John Hamilton Morgan’s wife, great grandmother Helen Melvina Groesbeck Morgan died June 15, 1930. Her funeral was held in the Waterloo Ward.
In Helen Rex Frazier’s papers is a copy of a document that I believe is the talk B. H. Roberts gave on that occasion. It is not dated. It is simply titled B. H. Roberts, and is with some other documents that appear to be from the funeral also. It illustrates the friendship B. H. Roberts and John and Helen Melvina Groesbeck Morgan shared. It also appears to be the source document used for “Appendix I, A Tribute by B. H. Roberts,” The Life and Ministry of John Morgan, by Arthur Richardson, copyright 1965, Nicholas G. Morgan, Sr., pgs 579-580.
My brothers and sister, I did not come here to speak. I had a desire in my heart that by my being here I might silently bear witness of the love that is in my heart for Sister Morgan and to stir up the recollections by my presence at her funeral of the fond memories that would be awakened of the many years ago; and renew the feeling of tenderness and deep regard that I have for all the members of the Morgan family. But, I expected to do that just by my presence. I expected to honor myself by being present on this occasion, and it is a matter of surprise to be called upon to say even a few words.
Of course, there are some present who will have some recollection, perhaps, of the friendship that I have always enjoyed in my relations to John Morgan. I went for a short time to his night school. I couldn’t afford to go to day school, but I did get an opportunity to go for a few nights, and expected to continue for quite a number of months. I formed my first contract with John Morgan at that time, and later I was directed by President John Taylor to report myself to him in the South, when he presided in the southern States Mission, which I did; and then began the friendship which lasted as long as he lived and that lasts now. I came here today in renewal of it. Both himself and Sister Morgan opened the door of their hospitable home to me, and requested me that whenever in the city to make their home my headquarters and to live with them; and that I did. I have never met anyone whose kindness surpassed the kindness and welcome and steadfastness and hospitality of this good woman, Sister, Morgan, whose remains lie before us; she was unselfish in her ministrations both of service and of lodging, and of food she gave in great abundance, and always made me welcome in her home, as also did her husband.
There was a relationship formed here that would be difficult to describe. I never had a brother that I was conscious of—both of mine dying in their infancy. So I can hardly tell just what it would mean to have a brother; but, so far as I can conceive of it, John Morgan was a brother to me, as well as President and Director of my early activities in the ministry. How much I owe to him! We became united, I think as few men become united. We were together in storm and strife and under circumstances and conditions when threatened by mobs that tried men’s souls, and I found him steadfast and true all the while. I gather that he must have had some idea about me, because he was the one who urged that I take his place in the Southern States Mission when he was released; and I carried on that work a number of years. When it was found necessary for me to go across the sea to England, I went, and he returned to the South. Afterwards, we became united in the same council, and we threshed out many, many things pertaining to the department of the Holy Priesthood which we were called to preside over.
I have met no man who surpassed John Morgan in the possession of those fine qualities of manhood and power that are universally admired. I loved him with all my heart; and when he passed away, I never got rid of the feeling that there was a vacuum at my side, where he had always stood from the first of our acquaintance.

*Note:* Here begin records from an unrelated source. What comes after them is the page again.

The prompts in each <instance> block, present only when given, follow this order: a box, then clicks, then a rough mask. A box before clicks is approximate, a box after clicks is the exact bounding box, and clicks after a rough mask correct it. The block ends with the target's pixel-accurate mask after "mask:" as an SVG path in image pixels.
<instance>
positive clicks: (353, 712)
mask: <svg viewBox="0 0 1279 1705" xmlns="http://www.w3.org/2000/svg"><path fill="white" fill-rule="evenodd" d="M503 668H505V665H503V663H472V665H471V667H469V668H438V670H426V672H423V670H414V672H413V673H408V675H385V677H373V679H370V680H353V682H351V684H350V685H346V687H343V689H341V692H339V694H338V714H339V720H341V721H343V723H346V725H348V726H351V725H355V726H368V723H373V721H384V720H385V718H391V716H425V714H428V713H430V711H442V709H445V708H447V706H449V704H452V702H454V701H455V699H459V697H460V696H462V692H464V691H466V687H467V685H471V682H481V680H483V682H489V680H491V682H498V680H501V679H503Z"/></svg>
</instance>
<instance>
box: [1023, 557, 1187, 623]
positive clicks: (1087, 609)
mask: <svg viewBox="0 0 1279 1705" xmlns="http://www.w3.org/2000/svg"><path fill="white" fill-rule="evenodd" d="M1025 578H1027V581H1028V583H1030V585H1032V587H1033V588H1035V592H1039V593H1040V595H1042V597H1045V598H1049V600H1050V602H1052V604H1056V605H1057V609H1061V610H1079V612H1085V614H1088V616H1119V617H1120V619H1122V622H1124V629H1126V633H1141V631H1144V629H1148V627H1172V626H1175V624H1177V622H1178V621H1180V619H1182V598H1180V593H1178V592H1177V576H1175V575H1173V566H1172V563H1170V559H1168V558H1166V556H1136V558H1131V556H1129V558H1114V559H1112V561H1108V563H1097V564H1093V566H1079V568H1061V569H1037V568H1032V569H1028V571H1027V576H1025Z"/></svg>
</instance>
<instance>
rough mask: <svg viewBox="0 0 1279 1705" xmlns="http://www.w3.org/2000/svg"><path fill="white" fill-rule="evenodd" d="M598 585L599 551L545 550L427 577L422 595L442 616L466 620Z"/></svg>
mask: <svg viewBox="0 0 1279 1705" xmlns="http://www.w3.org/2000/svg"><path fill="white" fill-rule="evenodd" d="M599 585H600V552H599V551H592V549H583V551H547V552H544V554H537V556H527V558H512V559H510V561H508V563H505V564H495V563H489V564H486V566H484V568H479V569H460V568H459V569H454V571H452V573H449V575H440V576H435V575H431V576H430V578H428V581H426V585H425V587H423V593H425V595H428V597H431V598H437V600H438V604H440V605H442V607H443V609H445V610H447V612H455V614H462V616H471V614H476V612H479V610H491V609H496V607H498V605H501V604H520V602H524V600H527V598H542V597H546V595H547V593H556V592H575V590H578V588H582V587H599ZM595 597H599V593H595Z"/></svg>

That may sound very egotistical to some of you. But I merely wanted to assure these sons and daughters of my dear friend that because the circumstances of life have torn his family and myself somewhat apart, and other interests have crossed in, and other things have had to receive my attention, resulting in our separation somewhat, and making that close friendship and association that formerly existed between us well nigh impossible, yet there hasn’t departed out of my heart one bit of respect and honor and friendship and love for them and for their mother and father.
To me Sister Morgan was a noble woman, true and constant in her friendship. I hope to renew that friendship under those circumstances when we shall more frequently meet together than we have in the past few years in this world in which we live. She ministered to me as any kind, elder sister, I imagine, would minister to a beloved brother. And, frankly, I loved her, and cherish her memory. My association with her and the children in their younger days, presents to my mind a constant picture of regard and love and fondness for them—everyone.
I am here to make these remarks in the manner of a confession—a confession of neglect of that early friendship that was formed. And, as a confession is good for the soul, I hope these good friends of mine will accept it as a confession of neglect concerning those ties of friendship that were formed in the strength of my early manhood; and I want to assure them that those ties that bound us together then are still strong, so far as I am concerned.